The proposed informatics-driven implementation research framework provides a compact visual depiction of implementation research studies. Its use in the planning, executing, reporting, and synthesizing of implementation research could increase the rigor and transparency of complex studies that ultimately could improve reproducibility—a challenge in the field—by offering a common structure to increase consistency and a method for more clearly specifying links and pathways to test theories.6 The proposed framework would be a useful and generalizable guideline for future practice facilitation projects, QI initiatives, and health care intervention implementation studies.
Conclusion
We designed and developed an informatics-driven implementation research framework to provide a coherent rationale and justification of the complex interrelationships among features, strategies, and outcomes.

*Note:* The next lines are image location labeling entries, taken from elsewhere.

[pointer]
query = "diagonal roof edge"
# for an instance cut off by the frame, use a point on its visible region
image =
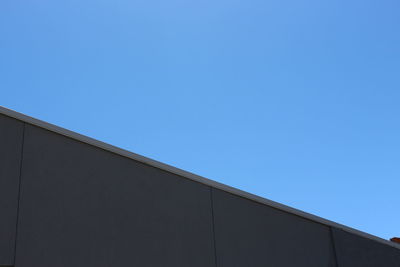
(189, 175)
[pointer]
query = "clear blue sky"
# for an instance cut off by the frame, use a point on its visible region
(294, 100)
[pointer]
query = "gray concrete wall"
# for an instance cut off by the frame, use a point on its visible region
(83, 206)
(11, 132)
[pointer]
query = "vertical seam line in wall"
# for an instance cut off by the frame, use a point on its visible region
(213, 225)
(19, 191)
(333, 247)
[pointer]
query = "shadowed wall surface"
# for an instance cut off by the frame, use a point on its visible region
(10, 157)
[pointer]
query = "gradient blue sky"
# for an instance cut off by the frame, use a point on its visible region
(294, 100)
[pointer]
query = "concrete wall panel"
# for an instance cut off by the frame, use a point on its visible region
(11, 132)
(251, 234)
(82, 206)
(356, 251)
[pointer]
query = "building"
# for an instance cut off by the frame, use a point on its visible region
(67, 200)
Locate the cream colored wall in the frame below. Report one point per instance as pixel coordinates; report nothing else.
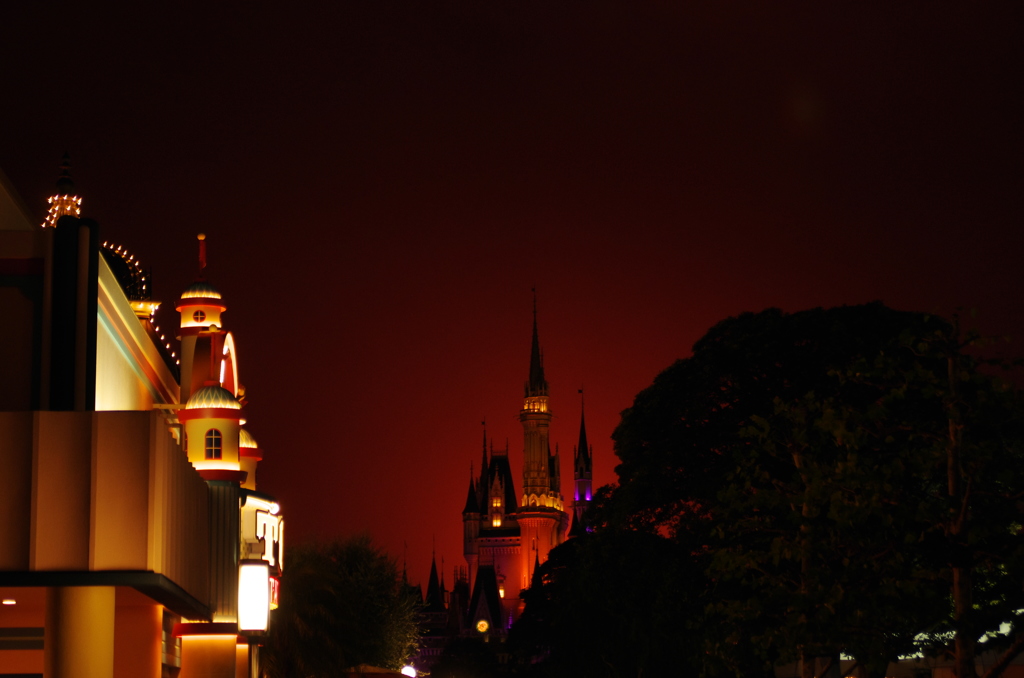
(208, 657)
(130, 372)
(119, 386)
(137, 630)
(100, 491)
(119, 522)
(178, 515)
(61, 469)
(15, 489)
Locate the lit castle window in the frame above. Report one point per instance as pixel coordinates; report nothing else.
(213, 443)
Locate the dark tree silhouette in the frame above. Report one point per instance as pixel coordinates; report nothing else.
(342, 604)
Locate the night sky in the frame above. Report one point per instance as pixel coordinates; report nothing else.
(383, 183)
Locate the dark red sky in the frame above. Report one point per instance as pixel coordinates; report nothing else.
(383, 182)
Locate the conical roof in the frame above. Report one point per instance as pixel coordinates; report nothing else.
(214, 396)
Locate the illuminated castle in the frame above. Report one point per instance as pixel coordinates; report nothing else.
(506, 535)
(134, 542)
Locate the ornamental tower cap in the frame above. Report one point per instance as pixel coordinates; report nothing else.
(212, 396)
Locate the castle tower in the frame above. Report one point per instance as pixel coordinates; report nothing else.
(541, 517)
(203, 340)
(583, 472)
(536, 424)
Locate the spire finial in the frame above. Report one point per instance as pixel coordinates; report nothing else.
(202, 254)
(64, 201)
(537, 384)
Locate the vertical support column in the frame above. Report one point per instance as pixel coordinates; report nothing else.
(79, 637)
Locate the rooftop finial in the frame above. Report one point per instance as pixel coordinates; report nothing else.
(64, 201)
(65, 185)
(202, 254)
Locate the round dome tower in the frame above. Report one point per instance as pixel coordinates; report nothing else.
(212, 419)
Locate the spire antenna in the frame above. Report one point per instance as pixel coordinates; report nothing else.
(202, 255)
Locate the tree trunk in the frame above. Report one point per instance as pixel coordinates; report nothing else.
(964, 644)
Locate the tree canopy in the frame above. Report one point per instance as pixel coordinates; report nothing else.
(846, 480)
(342, 604)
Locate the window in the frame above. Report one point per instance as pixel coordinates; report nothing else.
(213, 446)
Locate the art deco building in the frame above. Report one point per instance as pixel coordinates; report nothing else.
(134, 542)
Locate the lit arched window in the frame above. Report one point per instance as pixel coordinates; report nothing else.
(213, 443)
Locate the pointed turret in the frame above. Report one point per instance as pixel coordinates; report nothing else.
(583, 466)
(471, 504)
(537, 385)
(435, 599)
(537, 481)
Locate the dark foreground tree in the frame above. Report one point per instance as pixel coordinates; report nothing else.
(849, 470)
(342, 604)
(613, 603)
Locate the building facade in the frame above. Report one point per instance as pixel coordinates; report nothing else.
(134, 539)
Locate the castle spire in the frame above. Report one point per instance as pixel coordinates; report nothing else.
(583, 467)
(537, 385)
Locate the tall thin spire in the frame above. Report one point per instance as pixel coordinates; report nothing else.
(583, 467)
(583, 450)
(537, 385)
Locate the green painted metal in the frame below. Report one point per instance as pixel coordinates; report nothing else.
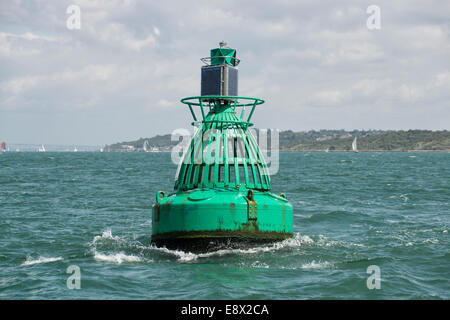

The promise of implementation science lies in the ability to conduct rigorous and reproducible research, to clearly understand the findings, and to synthesize findings from which generalizable conclusions can be drawn and actionable
recommendations for practice change emerge. The proposed framework is a principle-guided tool designed to improve the specification, reproducibility, and testable causal pathways involved in implementation research projects in primary care settings.